Influenza remains the single most important cause of excess disability and mortality during the winter months. In spite of widespread influenza vaccination programs leading to demonstrated cost-savings in the over 65 population, hospitalization and death rates for acute respiratory illnesses continue to rise. As a person ages, increased serum levels of inflammatory cytokines are commonly recorded (TNF-α, IL-1, IL-6). Termed "inflammaging", this has been linked to persistent cytomegalovirus (CMV) infection and immune senescence, while increased anti-inflammatory cytokines (IL-10, TGF-β) are possibly associated with more healthy aging. Paradoxically, a shift with aging toward an anti-inflammatory (IL-10) response and decline in the IFN-γ:IL-10 ratio in influenza-challenged peripheral blood mononuclear cells is associated with a decline in the cytolytic capacity of CD8+ T cells responsible for clearing influenza virus from infected lung tissue. Thus, it is seemingly counter intuitive that the immune phenotype of healthy aging predicts a poor cell-mediated immune response and more serious outcomes of influenza. Herein we postulate a mechanistic link between the accumulation of late-stage, potentially terminally differentiated T cells, many or most of which result from CMV infection, and the immunopathogenesis of influenza infection, mediated by granzyme B in older adults.
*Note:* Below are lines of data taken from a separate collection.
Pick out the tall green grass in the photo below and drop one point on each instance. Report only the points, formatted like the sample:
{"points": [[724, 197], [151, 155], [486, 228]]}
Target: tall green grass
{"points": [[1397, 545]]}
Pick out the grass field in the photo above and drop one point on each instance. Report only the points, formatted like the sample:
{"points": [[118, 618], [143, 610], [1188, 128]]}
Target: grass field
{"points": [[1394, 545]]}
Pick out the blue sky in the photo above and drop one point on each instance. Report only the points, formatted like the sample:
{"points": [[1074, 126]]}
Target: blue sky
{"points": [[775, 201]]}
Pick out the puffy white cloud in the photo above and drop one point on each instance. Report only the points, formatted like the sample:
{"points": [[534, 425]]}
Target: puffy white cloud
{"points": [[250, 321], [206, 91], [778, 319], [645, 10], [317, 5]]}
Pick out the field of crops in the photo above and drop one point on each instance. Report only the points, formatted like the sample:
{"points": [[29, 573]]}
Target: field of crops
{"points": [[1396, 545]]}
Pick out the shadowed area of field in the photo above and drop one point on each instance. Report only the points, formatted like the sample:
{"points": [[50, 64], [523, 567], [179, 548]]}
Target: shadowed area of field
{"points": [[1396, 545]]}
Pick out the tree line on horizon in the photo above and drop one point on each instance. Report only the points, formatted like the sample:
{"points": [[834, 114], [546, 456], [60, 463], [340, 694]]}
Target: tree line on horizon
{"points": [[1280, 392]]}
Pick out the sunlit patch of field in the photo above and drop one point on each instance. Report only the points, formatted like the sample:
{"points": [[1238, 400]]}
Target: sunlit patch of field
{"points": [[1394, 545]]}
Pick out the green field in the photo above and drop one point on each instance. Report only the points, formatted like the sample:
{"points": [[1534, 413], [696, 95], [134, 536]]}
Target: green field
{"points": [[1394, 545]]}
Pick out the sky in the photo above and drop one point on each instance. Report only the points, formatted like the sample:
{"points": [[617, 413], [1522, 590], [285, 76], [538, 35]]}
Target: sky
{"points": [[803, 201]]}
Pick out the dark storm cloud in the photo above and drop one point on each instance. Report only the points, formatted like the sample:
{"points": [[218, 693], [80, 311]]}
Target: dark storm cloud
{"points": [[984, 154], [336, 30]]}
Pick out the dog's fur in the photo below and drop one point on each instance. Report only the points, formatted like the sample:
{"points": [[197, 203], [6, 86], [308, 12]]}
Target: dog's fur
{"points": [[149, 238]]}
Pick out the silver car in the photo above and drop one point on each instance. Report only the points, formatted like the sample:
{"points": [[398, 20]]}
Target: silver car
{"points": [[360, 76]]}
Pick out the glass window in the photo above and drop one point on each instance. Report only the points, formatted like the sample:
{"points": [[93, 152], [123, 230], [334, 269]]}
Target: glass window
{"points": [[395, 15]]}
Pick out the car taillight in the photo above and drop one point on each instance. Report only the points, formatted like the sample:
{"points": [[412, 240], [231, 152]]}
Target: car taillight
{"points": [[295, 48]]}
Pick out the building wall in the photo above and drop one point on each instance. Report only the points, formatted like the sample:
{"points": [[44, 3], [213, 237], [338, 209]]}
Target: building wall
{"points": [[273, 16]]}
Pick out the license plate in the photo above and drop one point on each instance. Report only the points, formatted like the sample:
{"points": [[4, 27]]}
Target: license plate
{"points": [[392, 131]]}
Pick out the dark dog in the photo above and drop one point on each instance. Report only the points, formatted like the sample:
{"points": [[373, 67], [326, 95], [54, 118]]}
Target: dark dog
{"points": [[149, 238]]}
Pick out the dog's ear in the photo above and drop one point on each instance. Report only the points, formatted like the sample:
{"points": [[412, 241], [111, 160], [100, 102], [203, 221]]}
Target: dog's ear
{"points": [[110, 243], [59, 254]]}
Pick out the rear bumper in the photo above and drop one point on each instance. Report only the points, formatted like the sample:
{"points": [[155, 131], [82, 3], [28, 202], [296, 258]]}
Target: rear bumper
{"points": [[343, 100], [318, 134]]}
Further, adjuvanted influenza vaccines that stimulate inflammatory cytokines and suppress the IL-10 response to influenza challenge, would be expected to enhance protection in the 65+ population.

Figure 1

With permission reproduced from Franceschi C et al. [33]. Health aging: the Balance.

Figure 2

The GrzB assay is based on the enzyme’s unique substrate specificity to cleave the four amino acid sequence (IEPD) at the aspartate (D) residue releasing the paranitroanalide, which undergoes a colorimetric change detected on a plate reader. In this case, “bGrzB” is measured in lysates of unstimulated CD3+ T cells purified by magnetic bead selection. bGrzB activity is significantly higher in CMV+ vs. CMV− older adults (p=0.029) and corresponds to the high proportion of GrzB+ CD8+ T cells found in unstimulated PBMC shown in Figure 3.

Figure 3

With permission, modified from McElhaney et al. [44]. Intracellular GrzB and the degranulation marker CD107a are shown for effector CD45RA+CD8+ T cells. Healthy young (HY) adults show low levels of GrzB+ cells (−virus) and degranulate (CD107a+) only in response to influenza stimulation (+virus). Healthy older adults (HO) vs. HY show a significantly increased proportion of GrzB+ cells (−virus) and higher proportions degranulate in response to influenza (+virus). Older adults with CHF (CHF) show a further increase in the proportion of GrzB+ cells, degranulate (CD107a+) in the resting state (in the absence of virus) and show no response to virus stimulation.

Figure 4

Granzyme B (GrzB) is released by CTL and NK cells to induce apoptosis of virus-infected cells and requires perforin for internalization into cells. Once inside the cell, GrzB induces apoptosis and this is referred to as the classical GrzB/apoptosis pathway. In the absence of perforin, GrzB is released into extracellular space (bGrzB is the biomarker) stimulating GrzB in other cells and causing cleavage of IL-1α and the extracellular matrix causing inflammation and loss of tissue integrity.

Figure 5

Summary of flow cytometry results from [46]. The response to influenza vaccination is shown as the change in memory T cell frequency and the generation of Effector T cells in response to ex vivo influenza challenge (*). Cytotoxicity of Effectors declines with age and with time after vaccination (lighter colour = less cytotoxicity). The Memory CD8+ T cell frequency is similar at 4 weeks post-vaccination but declines by 10 weeks post-vaccination in older compared to young adults. Thus, CD8+ T cell immunity through vaccination is lost by the time of the influenza season in older adults.